Silicon Valley Tech News Roundup – October 17th

Microsoft to shut down LinkedIn in China – 10/15

Microsoft announced the closure of LinkedIn in China later this year. In a statement, the company said: “While we are going to sunset the localized version of LinkedIn in China later this year, we will continue to have a strong presence in China to drive our new strategy and are excited to launch the new InJobs app later this year.”

Mohak Shroff, LinkedIn Senior Vice President, wrote in a blog post: “We’re facing a significantly more challenging operating environment and greater compliance requirements in China.”

LinkedIn will launch InJobs, a jobs-only version of the website, this year. The new website will not allow users to post or share articles, and it will not include the social media feed. The company came under scrutiny after blocking the profiles of several journalists.

LinkedIn launched in China in 2014 and was the only Western social media platform available. The company agreed to comply with the country’s regulations. However, it promised transparency about their business conduct.

Twitch downplays massive data leak – 10/15

In a company update released this Friday, Twitch assured its users the security breach that occurred earlier in the month was not as severe.

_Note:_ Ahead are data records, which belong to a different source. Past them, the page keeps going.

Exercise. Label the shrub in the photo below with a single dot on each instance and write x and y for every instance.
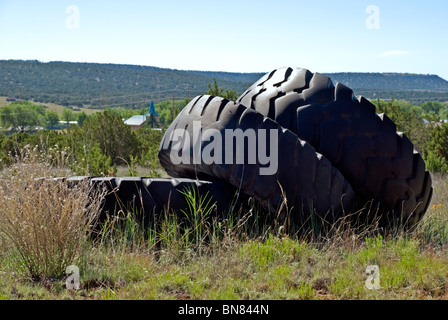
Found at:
(44, 222)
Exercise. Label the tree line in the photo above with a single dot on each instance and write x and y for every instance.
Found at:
(100, 142)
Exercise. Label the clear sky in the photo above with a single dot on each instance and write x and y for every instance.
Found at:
(238, 36)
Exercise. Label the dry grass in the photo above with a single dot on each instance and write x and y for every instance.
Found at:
(44, 222)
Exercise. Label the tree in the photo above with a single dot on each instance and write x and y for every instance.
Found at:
(113, 136)
(22, 116)
(68, 115)
(51, 119)
(81, 117)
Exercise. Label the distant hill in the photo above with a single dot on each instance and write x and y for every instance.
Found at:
(100, 85)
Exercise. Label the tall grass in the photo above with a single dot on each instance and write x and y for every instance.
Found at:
(44, 222)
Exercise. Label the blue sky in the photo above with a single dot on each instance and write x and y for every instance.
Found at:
(238, 36)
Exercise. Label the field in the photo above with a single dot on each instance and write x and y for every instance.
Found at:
(237, 258)
(52, 107)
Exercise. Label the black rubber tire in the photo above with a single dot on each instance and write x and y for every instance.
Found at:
(309, 181)
(379, 162)
(149, 197)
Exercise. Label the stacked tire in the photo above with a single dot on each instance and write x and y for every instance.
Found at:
(335, 154)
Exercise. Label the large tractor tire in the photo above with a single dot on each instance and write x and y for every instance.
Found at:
(305, 181)
(380, 163)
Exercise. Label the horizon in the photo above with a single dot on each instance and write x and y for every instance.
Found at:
(216, 71)
(233, 36)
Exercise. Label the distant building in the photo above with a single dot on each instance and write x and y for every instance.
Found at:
(138, 121)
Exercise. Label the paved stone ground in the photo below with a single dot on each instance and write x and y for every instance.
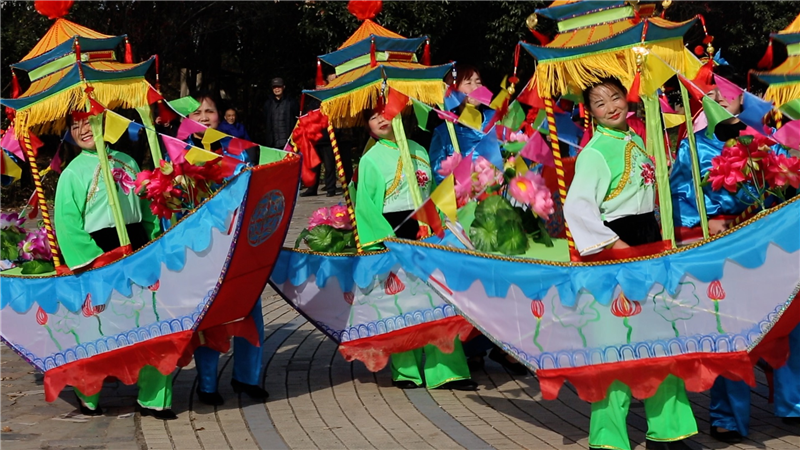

The company claims it produced a minimal impact on the users.

The company said in a statement: “We’ve undergone a thorough review of the information included in the files exposed and are confident that it only affected a small fraction of users and the customer impact is minimal… We are contacting those who have been impacted directly.”

The breach happened on October 6th, and 125GB of data was leaked online in a torrent on 4chan. It included documents from Twitch’s source code repository and payout information for streamers on the platform. The leak did not contain users’ passwords. The company stressed it is “confident” the hacker did not access login information or credit card and bank data.

Since the breach, Twitch has fixed the issue that has allowed the hacker to access their system and improved its security system.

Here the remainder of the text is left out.